If you subscribe to DStv, you can watch at least 13 different soapies in any given week.
The “soapie”, this overused word, as vapid and asinine as the stuff it describes, has created a Las Vegas-type culture in the desert-minds too whacked out after a day of shopping, washing, dusting, picking up the kids or whatever to take any more of the real world. Soapies have, are and always will be television’s version of what Shoeless Joe Jackson said in Field of Dreams: “If you build it, he will come.”
If you show it, they will watch.
Back at school in the Fifties, Sixties, Seventies or whenever, you must have had to write an essay (opstel, moqoqo, tlhamo, isincoko or indaba elotshiweyo) about what you thought the future would look like. I was spot-on in 1964 with machines where you could get money and buy things, but way off with the flying suits we would all wear. I had quite an imagination.
But never in my wackiest whimsical flights of fancy would I have imagined a sub-culture would develop around something called a “soap opera”. Never-ending stories with plots as threadbare as a hobo’s pyjamas, actors who would lack depth or character even if you had popped a hundred caps of acid, and cinematography as meaningless as the great sayings of George W Bush.

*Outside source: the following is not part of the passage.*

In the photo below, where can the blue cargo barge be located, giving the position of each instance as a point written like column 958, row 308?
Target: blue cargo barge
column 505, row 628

I confess I once watched an episode of Dallas and one of Egoli (for purely professional reasons, you see) and once in England my mother, bless her abusive soul, asked me to bring her a tissue because something on Coronation Street had made her cry.

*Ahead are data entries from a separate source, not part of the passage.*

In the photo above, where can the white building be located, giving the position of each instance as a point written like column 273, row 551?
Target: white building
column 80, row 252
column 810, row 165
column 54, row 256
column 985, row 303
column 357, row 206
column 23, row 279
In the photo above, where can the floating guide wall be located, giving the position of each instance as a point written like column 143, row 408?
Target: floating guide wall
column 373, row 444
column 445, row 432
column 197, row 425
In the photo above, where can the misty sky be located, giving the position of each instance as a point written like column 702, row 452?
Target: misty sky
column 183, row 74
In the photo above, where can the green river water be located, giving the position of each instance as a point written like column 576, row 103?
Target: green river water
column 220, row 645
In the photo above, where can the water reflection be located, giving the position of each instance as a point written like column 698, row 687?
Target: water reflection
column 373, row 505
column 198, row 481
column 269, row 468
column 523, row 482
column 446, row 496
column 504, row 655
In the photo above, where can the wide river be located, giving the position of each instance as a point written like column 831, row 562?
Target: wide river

If you wanted the secret of eternal youth kept secret, I’m your guy — as long as they don’t strap me in a chair and show Muvhango, Binnelanders or Scandal. Then I’ll sing like an ADHD canary — anything to escape.

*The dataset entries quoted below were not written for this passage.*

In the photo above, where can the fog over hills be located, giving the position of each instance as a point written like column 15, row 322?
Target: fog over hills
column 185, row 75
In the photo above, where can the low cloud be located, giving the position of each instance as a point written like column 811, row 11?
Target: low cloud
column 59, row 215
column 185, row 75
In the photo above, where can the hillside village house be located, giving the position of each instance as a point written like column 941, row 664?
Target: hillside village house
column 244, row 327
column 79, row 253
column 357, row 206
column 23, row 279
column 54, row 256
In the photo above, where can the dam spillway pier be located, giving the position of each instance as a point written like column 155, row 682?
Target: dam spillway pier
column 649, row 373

But despite this genetic aversion, I have discovered a soapie I can watch. And I watch it at every possible opportunity day or night or in between. It is the greatest soapie in the world.
It is “professional wrestling”.
Nothing holds an altar server’s taper or an empty Bic lighter to any of the current three paragons of cinematic perfection — TNA, ECW or WWE.
Week after week there are plots of unparallelled complexity, characters able to catapult profundity (and themselves) to hitherto unimagined heights, and acting as flawless as the crown jewels.
Here are true “shape-shifters”, real blood, choreography to dazzle Fontayne, daring real stunts that defy Pixar or the next 30 years of CGI, and absolutely credible, compelling, sublime scripting.
No other soapie, from Coronation Street to Falcon Crest, has its characters immortalised as action figures at Toys R Us. You cannot play the latest XBox version of 7de Laan and you don’t cram 50 000 fans, fireworks and frenzied trailer-trash into a studio to watch the filming of Days of Our Lives.
When Batista, Kane and his real-life brother the Undertaker square off in the squared ring against Triple H, Ray Mysterio and Umaga, the air hisses and crackles with the electric suspense of unpredictability.
To the graceful elegance of “Sweet Chin Music”, when executed by the Heart-Break Kid Shawn Michaels to perfection, despite teetering on the precipice of exhaustion just moments earlier, you feel yourself transported to angelic realms.
When Batista unleashes “The Animal” inside himself, it is orgasmic. How the Phenomenal AJ Stiles manages to recover from a beating that would reshape most coastlines is truly majestic. When the human Himalaya, the Great Kali, a planet-sized individual from the Punjab who stands almost 3m tall and has hands the size of your TV set, renders an eloquent soliloquy, the earth moves.
Hyperbole turns to euphemism in describing the transcendent glory of Smackdown, or Raw, or a cage match, or a no-disqualification street-fight falls-count-anywhere rumble. This is just so … so real!
And interlaced with the in-ring perfection are the vicious subtleties of human drama. The screwings of the Ewings are little more than innocent dalliances compared with the skullduggery of the MacMahons. The feeble reaching toward prettiness in The Bold and the Beautiful is quite pitiful compared with the WWE Divas — with real breasts and who can also kick some ass to boot.
Where lesser foolishness such as Passions or Isidingo resembles nursery-school nativity nonsense with trite props, the greatest snowjob on Earth uses real things such as folding chairs, tables, baseball bats wrapped in barbed wire, ladders and bags of thumbtacks as weapons.
So the next time you feel that dirty little tug towards the remote handjob around soapie time, tell yourself you deserve better. Destiny beckons you to the WWE or TNA with its super-advanced six-sided ring and the Man-Beast Rhyno. Don’t waste yourself on people called Brock when you can have The Rock.
You owe it to yourself to glimpse Eden and the pinfall wizards.